Each partition maintains sorted key-value pairs:

typedef struct ValueNode {
    char *value;
    struct ValueNode *next;
} ValueNode;

typedef struct KVNode {
    char *key;
    ValueNode *values_head, *values_tail;
    struct KVNode *next;
} KVNode;

typedef struct Partition {
    pthread_mutex_t mutex;
    KVNode *kv_head;
    size_t bytes_used;
} Partition;

Keys are inserted in ascending order (strcmp) during MR_Emit.

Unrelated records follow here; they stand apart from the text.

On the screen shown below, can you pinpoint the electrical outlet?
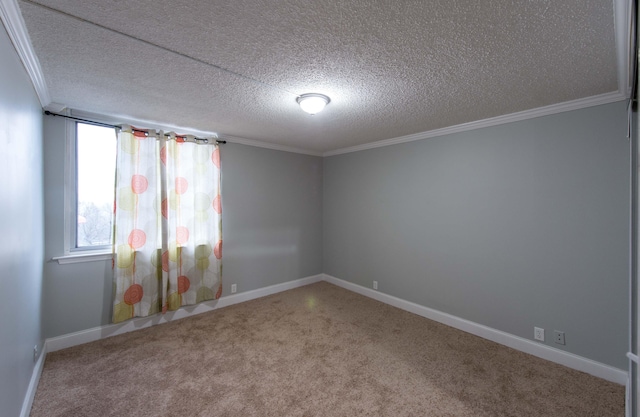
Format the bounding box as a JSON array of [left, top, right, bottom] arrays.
[[533, 327, 544, 342]]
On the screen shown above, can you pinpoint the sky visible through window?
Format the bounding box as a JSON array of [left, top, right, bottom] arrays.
[[76, 123, 116, 248]]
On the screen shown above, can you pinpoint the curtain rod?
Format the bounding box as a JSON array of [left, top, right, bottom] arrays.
[[44, 110, 227, 145]]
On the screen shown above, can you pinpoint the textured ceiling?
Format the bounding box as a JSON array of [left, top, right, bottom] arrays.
[[19, 0, 618, 152]]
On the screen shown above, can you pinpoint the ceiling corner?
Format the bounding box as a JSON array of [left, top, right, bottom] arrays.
[[613, 0, 633, 97], [0, 0, 51, 108]]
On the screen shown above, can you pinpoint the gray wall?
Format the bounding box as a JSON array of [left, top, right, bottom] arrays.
[[323, 102, 629, 369], [43, 124, 322, 338], [0, 25, 43, 416]]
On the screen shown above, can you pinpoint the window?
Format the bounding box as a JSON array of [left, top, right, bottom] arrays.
[[69, 122, 117, 251]]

Each partition’s size is tracked for SJF scheduling.

• Inputs: all testcase/sample*.txt (20 files).

• Partitions: 10 (fixed).

• Threads: varied as shown below.

• Correctness checks:

  • No duplicate keys within or across partitions.
  • Each key’s count equals the expected total (e.g., 5000 in provided cases).

• Tools: valgrind --tool=memcheck (no leaks) and valgrind --tool=helgrind (no races).

• Command: make time-test (uses /usr/bin/time).

Discussion (why speedup is limited here):

• Workload size is tiny, so thread overhead and I/O dominate; adding threads doesn’t substantially reduce wall time.
• Amdahl’s Law: serial sections remain (job submission, Map→Reduce barrier, one reducer per partition).
• Contention: brief but frequent locking on the job queue and hot partitions during MR_Emit.
• Load balance & tail effects: some partitions finish later; total time is gated by the slowest partition’s reducer.
• Cache & scheduling overheads grow with more threads, offsetting any potential gains on such a small dataset.

On larger inputs you should see clearer improvements from 1→4→8 threads until the factors above dominate.

make           # build
make run       # run on testcase/*.txt
make memcheck  # check for leaks
make helgrind  # check for data races

Result files (result-*.txt) are deleted before each run to prevent duplicates.

• Course handout/spec (CMPUT 379 A2).
• man pthreads, man pthread_mutex, man pthread_cond.
• Valgrind documentation (memcheck, helgrind).

No external code was copied; all implementation is original.